Carl Jung The Red Book – Mandala of The holistic Self
Carl Jung – whose whole work on dreams is remarkable, recorded a number of his own ‘big dreams’. The dream Jung had of Liverpool, came at the end of his personal experimentation with descending into the depths of the unconscious. This experience brought Jung to the edge of madness, and was precipitated by his disagreements and traumatic break from Sigmund Freud, when Jung had to let go of all his achievements including the presidency of the International Psychoanalytic Association, a journal editorship, and, work at the University of Zurich. With his public reputation tarnished he felt isolated, and there were marital difficulties. ‘I was living in a constant state of tension; often I felt as if gigantic blocks of stone were tumbling down upon me. One thunderstorm followed another’.

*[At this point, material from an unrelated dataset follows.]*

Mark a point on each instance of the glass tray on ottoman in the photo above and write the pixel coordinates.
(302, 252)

Jung’s experiment began with a regression into childhood, and profound introversion, where Jung ‘dropped’ into fantasies encountering symbolic figures, writing, drawing, analysing and trying to understand what emerged from his unconscious. He called this active imagination. Through drawings and in particular drawing of mandalas he began to understand that the goal of all psychic development is the Self: ‘I knew that in finding the mandala as an expression of the Self I had attained what was for me the ultimate.’
Finally, the whole extraordinary experiment ended with a dream:
‘I found myself in a dirty, sooty city. It was night and winter, and dark, and raining. I was in Liverpool. With a number of Swiss – say, half a dozen – I walked through the dark streets. I had the feeling we were coming up from the harbour, and that the real city was actually up above, on the cliffs. We climbed up there … When we reached the plateau, we found a broad square dimly illuminated by street lights, into which many streets converged. The various quarters of the city were arranged radially around the square. In the centre was a round pool, and in the middle of it a small island. While everything round about was obscured by rain, fog, smoke, and dimly lit darkness, the little island blazed with sunlight. On it stood a single tree, a magnolia, in a shower of reddish blossoms. It was as though the tree stood in sunlight and was at the same time the source of light.’
In the dream Jung’s companions, comment on the abominable weather surprised that another Swiss had settled in Liverpool, but Jung carried away by the beauty of the sunlit island and the flowering tree thought: ‘I know very well why he has settled here.’ The darkness and fog represented the black opaqueness of what Jung had gone through, but he had been given an image of unearthly beauty, and with that he could go on living in the ‘pool of life’:
‘I saw here the goal had been revealed … The dream depicted the climax of the whole process of development of consciousness. It satisfied me completely … Without such a vision I might perhaps have lost my orientation and been compelled to abandon my undertaking. But here the meaning had been made clear. When I parted from Freud, I knew that I was plunging into the unknown. Beyond Freud, after all, I knew nothing; but I had taken a step into darkness. When that happens, and then such a dream comes, one feels it as an act of grace.’